Tomorrow’s forecast seems ominous.
Guys with ponytails are clearly vampires because there’s no way you can actually see yourself in a mirror & still think that looks good.
[The inventor of the hot air balloon]
You know what we need under this hot blazing fire, a wicker basket
Awesome hanging with yall just real quick can you guys not tag me in the pictures cause a few years ago I accidentally faked my own death
[baker’s school admissions test] what number comes after 11
International Dairy Council: Nobody saw this coming. We don’t know if our markets can recover from this but the only thing we can do now is pray.
[meanwhile, at Olive Garden]
Server: Sir, please
Me: I didn’t say when yet
The sun isn’t even up yet but this seems like a good time to start yelling at the top of my lungs trying to find a girlfriend.
– birds
Why do infants wake up crying as if they are the ones who have to go out and work!?
17 told me I was “mid.” I don’t know what that means, but I’m going to change the WI-FI password about it.
if I am elected governor I will eat your pillow while you sleep and unlike my opponent I will also do it if I am not elected
[first date]
Me: so what do you do
Date: i’m an accountant
Me: oh nice
Date: thanks
Me:
Date:
Me: so how many ants have u counted so far
Does a UFO remain an UFO once you identify it as a UFO?

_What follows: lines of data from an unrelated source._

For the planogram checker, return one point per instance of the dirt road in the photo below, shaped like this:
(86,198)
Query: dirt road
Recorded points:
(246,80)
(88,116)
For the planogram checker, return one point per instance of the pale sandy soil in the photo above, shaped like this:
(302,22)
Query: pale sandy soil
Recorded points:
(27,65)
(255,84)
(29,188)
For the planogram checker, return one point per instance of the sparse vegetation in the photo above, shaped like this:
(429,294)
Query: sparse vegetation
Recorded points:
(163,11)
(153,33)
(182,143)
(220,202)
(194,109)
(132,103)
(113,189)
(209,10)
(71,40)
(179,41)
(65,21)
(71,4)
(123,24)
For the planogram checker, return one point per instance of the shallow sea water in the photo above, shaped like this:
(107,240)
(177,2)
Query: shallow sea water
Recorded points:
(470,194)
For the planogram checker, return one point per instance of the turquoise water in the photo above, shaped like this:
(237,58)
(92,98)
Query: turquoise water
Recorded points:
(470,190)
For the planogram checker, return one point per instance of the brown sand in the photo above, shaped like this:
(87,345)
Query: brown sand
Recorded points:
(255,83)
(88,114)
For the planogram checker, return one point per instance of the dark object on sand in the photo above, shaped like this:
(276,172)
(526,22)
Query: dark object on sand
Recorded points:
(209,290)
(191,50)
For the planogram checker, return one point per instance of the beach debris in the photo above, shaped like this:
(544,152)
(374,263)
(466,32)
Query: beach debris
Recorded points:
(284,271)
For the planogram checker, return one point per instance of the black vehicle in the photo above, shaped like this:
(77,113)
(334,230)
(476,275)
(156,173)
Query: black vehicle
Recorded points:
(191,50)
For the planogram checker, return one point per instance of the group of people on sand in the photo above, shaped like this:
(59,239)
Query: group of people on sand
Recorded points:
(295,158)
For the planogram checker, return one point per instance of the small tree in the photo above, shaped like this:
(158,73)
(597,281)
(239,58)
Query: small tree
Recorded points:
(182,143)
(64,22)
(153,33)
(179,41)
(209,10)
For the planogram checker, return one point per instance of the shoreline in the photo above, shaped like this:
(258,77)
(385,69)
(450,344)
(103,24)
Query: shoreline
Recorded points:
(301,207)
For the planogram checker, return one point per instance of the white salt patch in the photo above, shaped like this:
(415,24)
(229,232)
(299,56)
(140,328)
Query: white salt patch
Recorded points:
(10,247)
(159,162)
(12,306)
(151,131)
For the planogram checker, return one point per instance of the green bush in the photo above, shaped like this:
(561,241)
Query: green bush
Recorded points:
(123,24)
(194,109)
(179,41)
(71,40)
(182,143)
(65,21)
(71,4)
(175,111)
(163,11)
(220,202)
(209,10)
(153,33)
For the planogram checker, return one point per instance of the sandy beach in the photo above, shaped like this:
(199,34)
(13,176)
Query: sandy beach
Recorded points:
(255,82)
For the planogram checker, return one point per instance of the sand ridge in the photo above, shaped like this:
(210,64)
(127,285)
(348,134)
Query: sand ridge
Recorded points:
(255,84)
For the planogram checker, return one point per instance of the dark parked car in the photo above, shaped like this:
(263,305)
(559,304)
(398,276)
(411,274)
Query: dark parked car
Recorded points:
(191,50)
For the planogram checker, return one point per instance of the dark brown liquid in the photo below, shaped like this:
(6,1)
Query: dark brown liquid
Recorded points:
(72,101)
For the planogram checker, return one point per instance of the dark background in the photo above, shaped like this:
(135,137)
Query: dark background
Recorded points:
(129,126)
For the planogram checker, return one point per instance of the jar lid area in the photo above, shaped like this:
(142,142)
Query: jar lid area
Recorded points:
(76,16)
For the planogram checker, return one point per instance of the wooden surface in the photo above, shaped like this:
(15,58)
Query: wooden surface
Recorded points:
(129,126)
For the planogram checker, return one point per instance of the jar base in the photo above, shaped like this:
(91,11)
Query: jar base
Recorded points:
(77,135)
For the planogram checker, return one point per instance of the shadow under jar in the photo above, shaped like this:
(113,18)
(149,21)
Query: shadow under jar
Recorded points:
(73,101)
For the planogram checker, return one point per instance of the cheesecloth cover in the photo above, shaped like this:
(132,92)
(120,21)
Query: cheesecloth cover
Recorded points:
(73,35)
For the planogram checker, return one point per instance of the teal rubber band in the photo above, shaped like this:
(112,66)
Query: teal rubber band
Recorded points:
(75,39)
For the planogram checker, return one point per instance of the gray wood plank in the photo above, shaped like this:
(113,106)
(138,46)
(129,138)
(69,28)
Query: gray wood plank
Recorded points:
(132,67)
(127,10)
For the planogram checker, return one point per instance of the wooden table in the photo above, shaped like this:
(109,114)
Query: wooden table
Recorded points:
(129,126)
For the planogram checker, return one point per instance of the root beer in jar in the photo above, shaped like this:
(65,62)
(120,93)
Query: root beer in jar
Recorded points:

they should create new variants of dopamine
being in love will have you put your pride aside and go to places you never thought you would, like new jersey
I washed my sports bra with the Fitbit still attached and won first place in all my challenges.

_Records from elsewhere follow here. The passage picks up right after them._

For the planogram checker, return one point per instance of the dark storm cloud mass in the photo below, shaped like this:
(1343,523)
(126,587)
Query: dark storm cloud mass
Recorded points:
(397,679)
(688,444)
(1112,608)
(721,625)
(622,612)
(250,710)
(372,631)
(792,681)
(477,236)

You haven’t texted me since you went to bed. Are we ok??
“It’s a bird! It’s a plane! It’s Superman!”
“Nope.”
“A spider? An aardvark?”
“Wrong. It’s a horse.”
“Wow. You can’t draw for shit.”
[vasectomy]
Doctor: how did that vase get in there, again?
Assassins are just murderers who found a way to make money off their favorite hobby.
its prettey gutsy that u call urself a salad, potato salad
“We’re out of options, I’ll have to use the jetpack,” I said, strapping on the jetpack and ignoring many non-jetpack options still available
‘I like mouse but I couldn’t eat a whole one’
– Our sodding cat
The iPad Air is named after what’s left in your bank account when you buy one.
date: I like guys who are not afraid to show their artistic side
me: [to waiter] can I get a crayon and kid’s menu
“Mom can you take this scratch off my leg?” and other ludicrous requests my kids have
My dog does this thing where it thunders and suddenly I’m wearing a dog hat.
I just saw a skunk and a possum walking through my backyard and i of course assume they’re off on some kind of adventure
My neighbours are so judgemental about me working from home. Mostly because I use their home.